Objectives: The basal forebrain cholinergic system is involved in cognitive processes that require an attentive state, an increased level of arousal, and/ or cortical activation associated with low amplitude fast EEG activity. The activity of most neurons in the basal forebrain cholinergic space is tightly correlated with the cortical EEG and the activity state. While most cholinergic neurons fire maximally during waking and REM sleep, the activity of other types of basal forebrain neurons vastly differs across different arousal and sleep states. Numerous studies have suggested a role for the basal forebrain cholinergic neurons in eliciting cortical activation and arousal.
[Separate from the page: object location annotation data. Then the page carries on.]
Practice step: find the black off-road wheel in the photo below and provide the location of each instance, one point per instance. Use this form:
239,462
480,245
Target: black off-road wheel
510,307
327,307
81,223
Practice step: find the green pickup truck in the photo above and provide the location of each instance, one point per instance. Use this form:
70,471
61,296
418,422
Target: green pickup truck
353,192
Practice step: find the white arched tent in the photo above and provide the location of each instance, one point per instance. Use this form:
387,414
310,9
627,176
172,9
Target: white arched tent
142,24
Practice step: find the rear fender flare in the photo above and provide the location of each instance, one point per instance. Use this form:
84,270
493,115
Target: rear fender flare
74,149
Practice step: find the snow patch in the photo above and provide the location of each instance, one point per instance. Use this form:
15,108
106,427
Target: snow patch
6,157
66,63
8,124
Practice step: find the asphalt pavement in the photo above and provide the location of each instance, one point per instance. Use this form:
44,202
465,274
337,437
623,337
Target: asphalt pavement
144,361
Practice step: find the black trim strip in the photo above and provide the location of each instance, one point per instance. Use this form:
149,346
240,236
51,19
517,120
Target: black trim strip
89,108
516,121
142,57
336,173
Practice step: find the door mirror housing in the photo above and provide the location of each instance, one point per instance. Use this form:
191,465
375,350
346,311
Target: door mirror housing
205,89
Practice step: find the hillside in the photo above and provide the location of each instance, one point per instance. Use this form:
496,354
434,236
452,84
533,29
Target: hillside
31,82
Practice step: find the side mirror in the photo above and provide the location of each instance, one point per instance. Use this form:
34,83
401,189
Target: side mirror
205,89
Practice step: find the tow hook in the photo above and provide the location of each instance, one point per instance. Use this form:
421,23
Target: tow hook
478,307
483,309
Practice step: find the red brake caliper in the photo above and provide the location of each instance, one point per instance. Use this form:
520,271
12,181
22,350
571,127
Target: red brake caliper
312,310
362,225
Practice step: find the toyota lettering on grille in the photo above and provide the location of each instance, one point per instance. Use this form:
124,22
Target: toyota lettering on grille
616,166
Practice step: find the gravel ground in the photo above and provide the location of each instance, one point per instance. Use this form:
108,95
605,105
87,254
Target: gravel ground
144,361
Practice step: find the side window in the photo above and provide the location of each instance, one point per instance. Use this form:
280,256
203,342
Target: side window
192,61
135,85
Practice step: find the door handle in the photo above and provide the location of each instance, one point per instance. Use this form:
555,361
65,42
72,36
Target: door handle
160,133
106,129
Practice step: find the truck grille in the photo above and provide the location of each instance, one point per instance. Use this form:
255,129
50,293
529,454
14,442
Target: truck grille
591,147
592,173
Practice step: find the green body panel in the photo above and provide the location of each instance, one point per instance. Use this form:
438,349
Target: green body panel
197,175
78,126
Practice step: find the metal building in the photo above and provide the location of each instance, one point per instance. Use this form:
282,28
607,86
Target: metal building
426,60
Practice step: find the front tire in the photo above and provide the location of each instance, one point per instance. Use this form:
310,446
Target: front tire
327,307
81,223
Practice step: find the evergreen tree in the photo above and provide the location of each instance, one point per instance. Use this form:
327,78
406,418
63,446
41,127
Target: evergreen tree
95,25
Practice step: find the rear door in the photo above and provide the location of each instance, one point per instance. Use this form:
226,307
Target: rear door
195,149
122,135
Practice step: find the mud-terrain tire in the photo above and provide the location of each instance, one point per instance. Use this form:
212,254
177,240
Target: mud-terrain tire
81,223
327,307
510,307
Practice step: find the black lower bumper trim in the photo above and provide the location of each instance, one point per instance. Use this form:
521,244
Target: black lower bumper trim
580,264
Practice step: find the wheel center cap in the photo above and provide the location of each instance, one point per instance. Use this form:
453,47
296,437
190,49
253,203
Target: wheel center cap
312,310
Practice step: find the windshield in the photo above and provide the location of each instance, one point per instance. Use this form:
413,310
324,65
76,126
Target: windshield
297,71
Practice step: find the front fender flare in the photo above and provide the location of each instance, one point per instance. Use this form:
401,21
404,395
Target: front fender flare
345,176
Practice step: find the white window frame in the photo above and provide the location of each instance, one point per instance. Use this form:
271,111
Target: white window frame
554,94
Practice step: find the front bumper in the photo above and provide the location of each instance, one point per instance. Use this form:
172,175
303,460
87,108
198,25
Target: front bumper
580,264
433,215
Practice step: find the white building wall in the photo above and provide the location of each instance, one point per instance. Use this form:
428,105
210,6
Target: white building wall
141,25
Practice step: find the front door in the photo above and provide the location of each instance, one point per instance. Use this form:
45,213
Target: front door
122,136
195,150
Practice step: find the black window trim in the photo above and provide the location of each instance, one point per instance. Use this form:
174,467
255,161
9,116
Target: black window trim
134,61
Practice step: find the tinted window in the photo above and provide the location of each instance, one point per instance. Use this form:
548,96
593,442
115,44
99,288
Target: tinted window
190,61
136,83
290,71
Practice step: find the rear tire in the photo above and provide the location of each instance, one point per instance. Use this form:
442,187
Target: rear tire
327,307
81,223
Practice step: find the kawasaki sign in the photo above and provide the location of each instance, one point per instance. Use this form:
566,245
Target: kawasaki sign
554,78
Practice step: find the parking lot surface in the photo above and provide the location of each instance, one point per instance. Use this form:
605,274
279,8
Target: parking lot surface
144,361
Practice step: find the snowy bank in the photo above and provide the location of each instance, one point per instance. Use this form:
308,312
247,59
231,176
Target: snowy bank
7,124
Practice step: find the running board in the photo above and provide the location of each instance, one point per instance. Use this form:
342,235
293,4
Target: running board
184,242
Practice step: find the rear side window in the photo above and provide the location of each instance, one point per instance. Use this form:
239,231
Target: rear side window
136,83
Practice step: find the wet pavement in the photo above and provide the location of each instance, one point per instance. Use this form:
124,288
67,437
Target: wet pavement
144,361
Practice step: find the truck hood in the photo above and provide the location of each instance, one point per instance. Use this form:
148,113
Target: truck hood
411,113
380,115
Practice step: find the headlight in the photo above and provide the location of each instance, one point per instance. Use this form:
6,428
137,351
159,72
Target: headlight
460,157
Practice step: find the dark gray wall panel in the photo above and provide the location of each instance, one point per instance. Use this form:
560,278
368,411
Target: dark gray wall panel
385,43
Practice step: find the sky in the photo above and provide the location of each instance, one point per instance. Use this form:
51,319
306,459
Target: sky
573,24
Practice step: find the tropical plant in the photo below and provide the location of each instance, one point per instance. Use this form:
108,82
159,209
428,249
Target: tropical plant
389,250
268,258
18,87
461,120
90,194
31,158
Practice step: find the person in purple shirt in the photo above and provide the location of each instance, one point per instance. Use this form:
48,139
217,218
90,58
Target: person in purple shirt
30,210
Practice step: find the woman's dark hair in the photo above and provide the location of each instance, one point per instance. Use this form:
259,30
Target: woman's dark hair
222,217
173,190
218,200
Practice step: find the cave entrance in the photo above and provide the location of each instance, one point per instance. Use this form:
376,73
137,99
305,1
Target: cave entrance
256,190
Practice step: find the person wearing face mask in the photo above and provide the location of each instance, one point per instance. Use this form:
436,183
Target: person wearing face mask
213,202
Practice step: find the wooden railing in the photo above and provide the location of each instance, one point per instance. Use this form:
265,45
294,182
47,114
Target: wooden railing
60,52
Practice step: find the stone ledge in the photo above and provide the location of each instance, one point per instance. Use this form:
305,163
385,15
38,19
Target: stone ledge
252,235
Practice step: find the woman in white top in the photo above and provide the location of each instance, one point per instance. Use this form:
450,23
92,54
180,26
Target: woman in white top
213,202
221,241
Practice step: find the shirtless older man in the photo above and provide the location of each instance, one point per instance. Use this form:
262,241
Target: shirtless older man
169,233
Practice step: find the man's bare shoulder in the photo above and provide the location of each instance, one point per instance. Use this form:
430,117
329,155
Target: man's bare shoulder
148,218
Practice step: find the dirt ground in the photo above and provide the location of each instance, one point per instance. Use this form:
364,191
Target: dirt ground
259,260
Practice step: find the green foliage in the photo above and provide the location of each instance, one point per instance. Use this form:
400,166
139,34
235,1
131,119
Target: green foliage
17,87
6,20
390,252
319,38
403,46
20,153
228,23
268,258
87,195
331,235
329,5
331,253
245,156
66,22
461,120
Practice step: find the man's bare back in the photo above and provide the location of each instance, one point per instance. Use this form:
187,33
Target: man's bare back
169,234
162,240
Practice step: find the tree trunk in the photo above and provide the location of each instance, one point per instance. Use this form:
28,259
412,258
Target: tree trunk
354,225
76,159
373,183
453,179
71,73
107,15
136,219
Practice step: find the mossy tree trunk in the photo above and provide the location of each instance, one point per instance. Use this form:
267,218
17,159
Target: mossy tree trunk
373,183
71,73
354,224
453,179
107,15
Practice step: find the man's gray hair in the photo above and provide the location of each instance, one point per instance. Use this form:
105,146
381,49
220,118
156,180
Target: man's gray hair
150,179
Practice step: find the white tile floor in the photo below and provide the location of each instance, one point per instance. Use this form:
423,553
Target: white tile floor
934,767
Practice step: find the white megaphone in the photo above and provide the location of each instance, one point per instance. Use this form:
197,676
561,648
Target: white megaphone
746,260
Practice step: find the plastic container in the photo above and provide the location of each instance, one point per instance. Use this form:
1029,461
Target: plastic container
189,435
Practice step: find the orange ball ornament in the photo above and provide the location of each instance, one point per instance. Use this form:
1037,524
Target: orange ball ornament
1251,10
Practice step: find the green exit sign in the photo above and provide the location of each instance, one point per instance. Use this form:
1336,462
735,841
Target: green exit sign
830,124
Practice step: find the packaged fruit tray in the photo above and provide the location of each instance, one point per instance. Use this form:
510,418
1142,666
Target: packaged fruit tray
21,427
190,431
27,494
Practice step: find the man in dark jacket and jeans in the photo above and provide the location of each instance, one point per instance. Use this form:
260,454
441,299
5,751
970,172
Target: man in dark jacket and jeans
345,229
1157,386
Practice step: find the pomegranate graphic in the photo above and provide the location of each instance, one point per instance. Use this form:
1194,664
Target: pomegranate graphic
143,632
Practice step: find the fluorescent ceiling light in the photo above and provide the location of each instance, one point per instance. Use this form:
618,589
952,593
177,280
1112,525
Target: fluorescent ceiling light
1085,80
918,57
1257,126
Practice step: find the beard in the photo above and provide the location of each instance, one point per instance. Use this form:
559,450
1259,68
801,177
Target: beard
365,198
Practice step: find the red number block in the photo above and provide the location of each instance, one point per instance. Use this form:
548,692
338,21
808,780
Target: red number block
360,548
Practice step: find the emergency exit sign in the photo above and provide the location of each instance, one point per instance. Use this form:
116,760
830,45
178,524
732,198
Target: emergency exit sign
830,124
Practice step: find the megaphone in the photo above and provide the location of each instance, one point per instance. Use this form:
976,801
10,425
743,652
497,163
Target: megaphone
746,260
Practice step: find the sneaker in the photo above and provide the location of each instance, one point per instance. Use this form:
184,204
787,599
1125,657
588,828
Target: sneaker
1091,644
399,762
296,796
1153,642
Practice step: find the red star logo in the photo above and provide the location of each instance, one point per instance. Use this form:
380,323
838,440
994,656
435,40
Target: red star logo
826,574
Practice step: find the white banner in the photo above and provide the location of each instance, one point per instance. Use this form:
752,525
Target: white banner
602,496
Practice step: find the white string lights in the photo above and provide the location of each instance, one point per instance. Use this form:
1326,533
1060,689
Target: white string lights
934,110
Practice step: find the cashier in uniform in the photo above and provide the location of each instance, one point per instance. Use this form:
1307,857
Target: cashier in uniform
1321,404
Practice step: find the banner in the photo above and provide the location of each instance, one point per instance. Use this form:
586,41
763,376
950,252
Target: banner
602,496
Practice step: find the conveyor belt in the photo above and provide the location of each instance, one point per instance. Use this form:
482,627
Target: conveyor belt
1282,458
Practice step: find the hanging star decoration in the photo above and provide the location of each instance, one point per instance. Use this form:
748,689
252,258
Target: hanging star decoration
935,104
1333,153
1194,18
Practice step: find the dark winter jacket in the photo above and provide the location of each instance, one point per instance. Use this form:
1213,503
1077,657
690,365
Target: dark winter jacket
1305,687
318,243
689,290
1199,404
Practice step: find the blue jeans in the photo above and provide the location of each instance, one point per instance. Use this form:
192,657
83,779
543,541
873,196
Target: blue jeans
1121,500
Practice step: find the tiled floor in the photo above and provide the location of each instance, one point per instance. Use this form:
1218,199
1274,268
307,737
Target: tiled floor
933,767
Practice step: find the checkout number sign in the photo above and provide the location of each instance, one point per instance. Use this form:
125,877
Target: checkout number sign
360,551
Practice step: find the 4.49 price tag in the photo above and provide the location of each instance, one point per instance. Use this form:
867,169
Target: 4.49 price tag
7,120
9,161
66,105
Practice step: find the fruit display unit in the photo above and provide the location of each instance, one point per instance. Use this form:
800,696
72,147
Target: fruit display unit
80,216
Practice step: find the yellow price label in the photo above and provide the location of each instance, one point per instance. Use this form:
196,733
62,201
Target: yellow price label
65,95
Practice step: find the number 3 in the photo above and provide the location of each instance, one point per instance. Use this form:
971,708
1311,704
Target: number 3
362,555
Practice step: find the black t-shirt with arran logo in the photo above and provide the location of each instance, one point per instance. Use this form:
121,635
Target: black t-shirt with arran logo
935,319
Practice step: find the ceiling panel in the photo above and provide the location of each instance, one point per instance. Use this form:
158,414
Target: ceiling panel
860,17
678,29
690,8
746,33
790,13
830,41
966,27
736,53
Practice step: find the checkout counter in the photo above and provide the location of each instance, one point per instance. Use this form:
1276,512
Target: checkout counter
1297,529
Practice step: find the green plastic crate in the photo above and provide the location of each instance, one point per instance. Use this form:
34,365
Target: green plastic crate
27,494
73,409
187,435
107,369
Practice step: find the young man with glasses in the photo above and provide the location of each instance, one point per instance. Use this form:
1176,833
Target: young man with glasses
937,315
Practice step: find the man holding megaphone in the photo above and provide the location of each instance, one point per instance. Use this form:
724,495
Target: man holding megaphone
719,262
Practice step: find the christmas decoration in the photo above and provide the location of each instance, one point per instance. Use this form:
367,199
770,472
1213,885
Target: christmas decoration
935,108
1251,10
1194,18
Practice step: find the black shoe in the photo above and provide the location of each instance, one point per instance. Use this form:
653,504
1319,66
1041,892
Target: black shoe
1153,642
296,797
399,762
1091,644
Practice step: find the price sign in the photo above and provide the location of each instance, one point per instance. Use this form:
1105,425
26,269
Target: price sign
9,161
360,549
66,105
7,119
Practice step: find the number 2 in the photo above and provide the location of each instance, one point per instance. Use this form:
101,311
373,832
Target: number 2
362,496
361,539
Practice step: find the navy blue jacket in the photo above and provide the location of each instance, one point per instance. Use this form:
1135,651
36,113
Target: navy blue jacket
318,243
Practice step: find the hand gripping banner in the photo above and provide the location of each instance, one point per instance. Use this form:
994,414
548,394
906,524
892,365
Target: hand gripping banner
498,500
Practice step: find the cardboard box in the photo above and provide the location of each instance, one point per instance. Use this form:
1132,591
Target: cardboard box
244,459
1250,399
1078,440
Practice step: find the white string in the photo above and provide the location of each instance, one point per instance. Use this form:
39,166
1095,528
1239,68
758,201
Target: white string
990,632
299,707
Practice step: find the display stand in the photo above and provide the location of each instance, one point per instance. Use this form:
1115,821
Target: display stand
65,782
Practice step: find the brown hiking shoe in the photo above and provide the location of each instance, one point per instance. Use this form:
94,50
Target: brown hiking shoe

However, the intricate local connectivity within the region requires the use of cell-specific manipulation methods to demonstrate such a causal relationship.
Design and measurements: Here we have combined optogenetics with surface EEG recordings in freely moving mice in order to investigate the effects of acute cholinergic activation on the dynamics of sleep-to-wake transitions. We recorded from naturally sleeping animals and analyzed transitions from NREM sleep to REM sleep and/ or wakefulness in response to photo-stimulation of cholinergic neurons in substantia innominata.
Results and conclusions: Our results show that optogenetic activation of BF cholinergic neurons during NREM sleep is sufficient to elicit cortical activation and facilitate state transitions, particularly transitions to wakefulness and arousal, at a time scale similar to the activation induced by other subcortical systems. Our results provide in vivo cell-specific demonstration for the role of basal forebrain cholinergic system in induction of wakefulness and arousal.
Keywords: REM sleep; choline acetyltransferase (ChAT); electroencephalogram (EEG); horizontal limb of diagonal band (HLDB); nucleus basalis (NB); optogenetics; recordings from freely moving animals; slow wave sleep; substantia innominata (SI); transgenic mice.